Mrs Ella Ottrey1,2, A/Prof Judi Porter1,2, Dr Catherine E. Huggins1, A/Prof Claire Palermo1
1Monash University, Notting Hill, Australia, 2Eastern Health, Box Hill, Australia
Examination of interprofessional collaboration at mealtimes is needed to build a culture where staff work together to prioritise nutrition care. This study explored the relationships, roles and responsibilities of hospital staff involved at mealtimes and the impact on meal provision.
This ethnographic study was conducted on two hospital wards in Melbourne. Sixty-seven hours of observation (112 pages of typed fieldnotes) and 75 interviews with 61 staff, volunteers and visitors were used to identify patterns in attitudes and intentions, behaviours and interactions at mealtimes. Data were analysed inductively and thematically, supported by memo writing and reflective journaling.

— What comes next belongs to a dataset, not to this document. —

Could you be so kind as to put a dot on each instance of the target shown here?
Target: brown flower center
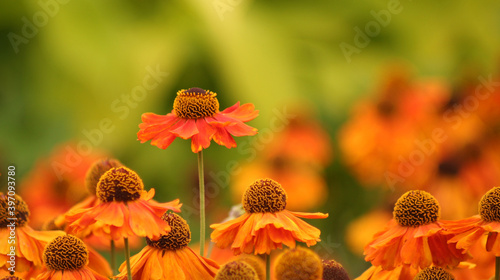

Three key themes emerged to describe mealtime culture and reflect the interrelationships of staff involved in the delivery of nutrition care: (1) defining mealtime roles and maintaining boundaries; (2) balancing the need for teamwork and having time and space; and (3) effective communication supports role completion and problem solving. Staff working relationships were degraded by a lack of appreciation of workflow barriers and enablers, and conflict between wanting teamwork and segregation at mealtimes.
Significance of the findings to allied health:
The findings suggest that a culture of interprofessional collaboration is yet to be achieved at mealtimes in hospital. Staff awareness of their and others’ mealtime roles and responsibilities is central to supporting a coordinated approach. Healthcare organisations should reinforce the overall vision for quality patient care and shared goals to improve nutrition care.
Ella Ottrey is a clinical dietitian with 10 years of experience across a number of Victorian healthcare services. She is currently undertaking her PhD at Monash University exploring mealtimes in subacute care.